A constater l'effervescence doctrinale contemporaine ayant pour toile de fond le droit des contrats - et plus particulièrement les contrats de distribution intégrée -, un lecteur normalement attentif et avisé aurait la forte impression que se rejoue la querelle des Anciens, tenants d'une sorte de Realpolitik juridique dits «volontaristes », et des Modernes, défenseurs d'un moralo-Iégalisme aussi utopique qu'inconsistant dits « solidaristes ».
L'épicentre de ce séisme doctrinal se situe au sein des contrats de distribution intégrée, et au premier titre, des conventions de franchise, qui peuvent être considérées comme la forme emblématique et la plus aboutie de ce type de distribution.
Cette technique contractuelle met en présence deux commerçants professionnels, par nature juridiquement indépendants
(1). Le premier est détenteur d'un savoir-faire spécifique, éprouvé et réitérable, appuyé sur une marque commerciale. Le second met en œuvre le dit savoir-faire, sous l'égide du franchiseur qui lui fournit une assistance technique continue. Ce savoir-faire est constamment actualisé par le franchiseur, afin de permettre aux franchisés de « réaliser un meilleur impact sur le marché considéré
(2).Ce bref rappel, qui peut sembler superflu, reste nécessaire, Il s'avère même essentiel, du fait de certaines approches jurisprudentielles, relayées et alimentées par le courant doctrinal du «solidarisme contractuel»
(3), lesquelles tendent à vouloir faire application au droit commun des contrats de normes directement issues du droit du travail et du droit de la consommation
(4).
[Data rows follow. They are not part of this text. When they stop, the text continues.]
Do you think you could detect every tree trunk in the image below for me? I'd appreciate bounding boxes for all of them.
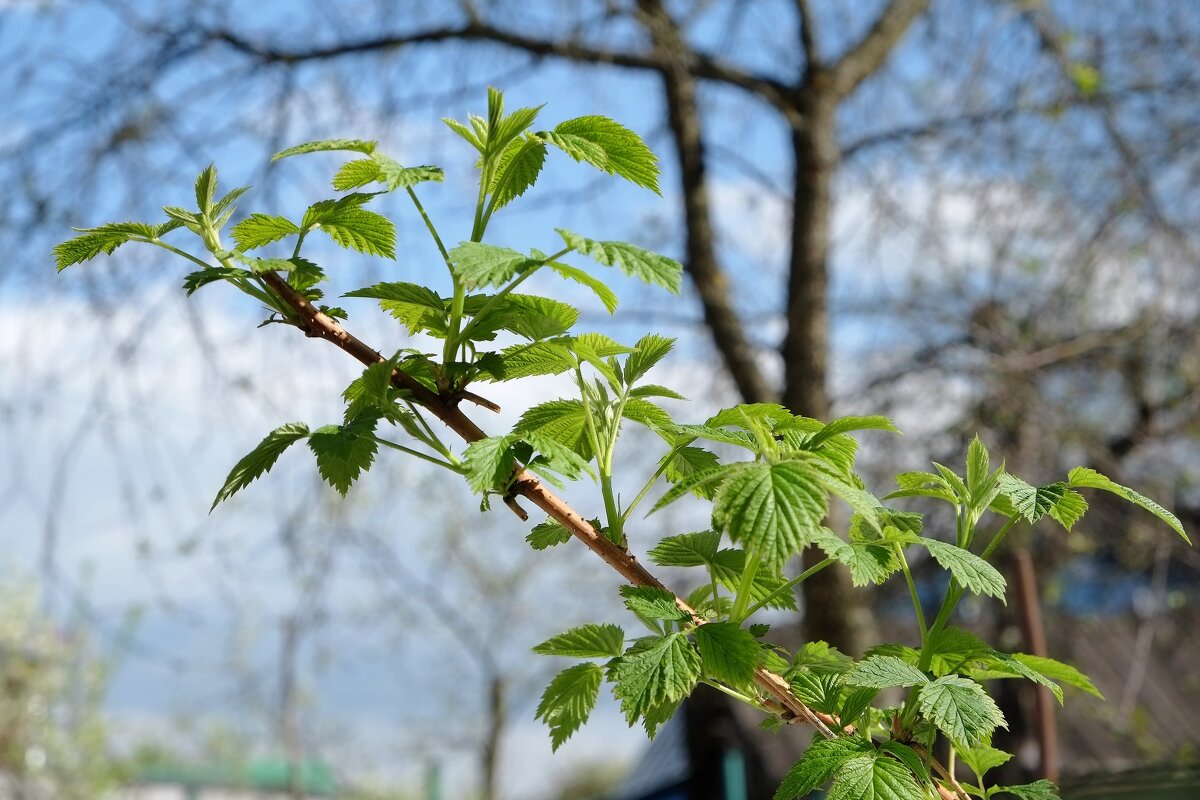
[637,0,774,405]
[480,674,505,800]
[782,88,869,655]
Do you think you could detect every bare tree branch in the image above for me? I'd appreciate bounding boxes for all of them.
[829,0,930,98]
[796,0,821,74]
[208,21,796,112]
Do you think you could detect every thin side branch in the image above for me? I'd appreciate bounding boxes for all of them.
[828,0,929,98]
[210,22,795,112]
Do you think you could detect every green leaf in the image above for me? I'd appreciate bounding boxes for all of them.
[449,242,533,289]
[372,155,444,191]
[708,403,793,431]
[622,398,674,432]
[273,138,376,160]
[316,208,396,259]
[307,416,379,496]
[918,675,1006,745]
[931,463,970,505]
[956,741,1012,781]
[525,431,593,483]
[791,641,853,673]
[843,655,928,689]
[640,698,683,739]
[841,687,880,728]
[332,158,383,190]
[609,633,700,725]
[920,539,1007,601]
[536,663,602,751]
[828,754,924,800]
[533,623,625,658]
[994,779,1060,800]
[341,356,403,424]
[545,261,619,313]
[482,341,576,380]
[471,293,579,342]
[810,467,887,531]
[571,331,634,360]
[887,471,957,504]
[1006,654,1101,699]
[630,384,686,400]
[673,423,759,452]
[463,435,516,494]
[652,464,733,512]
[182,266,252,295]
[344,282,445,335]
[541,116,661,193]
[877,742,930,786]
[625,334,675,384]
[489,102,543,155]
[711,550,799,611]
[194,164,218,215]
[557,229,682,293]
[514,400,593,461]
[163,205,200,226]
[488,137,548,210]
[661,447,722,499]
[620,585,688,622]
[807,415,900,449]
[211,423,309,510]
[649,531,721,567]
[996,474,1066,523]
[982,652,1065,704]
[694,622,760,686]
[442,117,483,151]
[53,222,159,270]
[712,461,827,569]
[211,186,249,227]
[231,214,300,251]
[1067,466,1189,542]
[774,737,874,800]
[965,436,994,502]
[527,519,572,550]
[1048,489,1088,530]
[810,527,899,587]
[925,627,991,677]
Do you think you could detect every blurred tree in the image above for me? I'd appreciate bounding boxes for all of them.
[0,577,117,800]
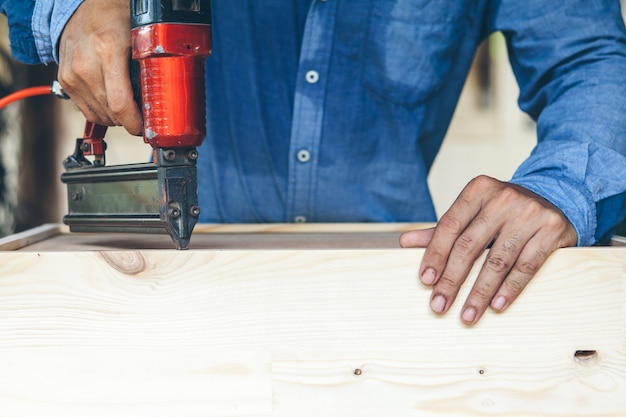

La pierre angulaire de ce raisonnement par analogie, qui occulte la spécificité intrinsèque du système de franchise, repose sur les notions de dépendance et de domination, à l'instar des liens qui peuvent se nouer entre professionnels et consommateurs, ou entre employeurs et salariés. Par nature, lit-on ici ou là, les contrats de franchise configurent des rapports de domination à la faveur du franchiseur, le franchisé étant désigné comme la partie la plus faible économiquement et méritant à ce titre un statut protecteur spécifique
(5).Ainsi, il serait désormais indispensable de refonder, de réviser ou, à tout le moins, de rénover la théorie générale des contrats, à la lumière des développements nés de la redécouverte de l'alinéa 3 de l'article 1134 et de l’article 1135 du Code civil. Et ce, afin justement de prendre en compte cette situation de dépendance
(6). La phraséologie employée fait grand cas du terme de « rééquilibrage » des rapports entre franchiseurs et franchisés. Cette thématique du nécessaire rééquilibrage laisse à penser que fondamentalement, les relations continues entre franchiseurs et franchisés sont inégalitaires - ce qu'elles sont effectivement - mais surtout arbitraires et injustifiées, en un mot, injustes. Sur un plan rhétorique, on peut approuver la mission que se sont confiés les animateurs de ce mouvement: se ranger du côté des « faibles » et œuvrer afin que cessent les situations heurtant l'équité la plus élémentaire
(7). Cependant, cette vision généreuse et « humaniste » ne doit pas nous leurrer
(8). Cette entreprise doctrinale a pour effet, même si tel n'est pas son objet, de dénaturer singulièrement le contrat de franchise.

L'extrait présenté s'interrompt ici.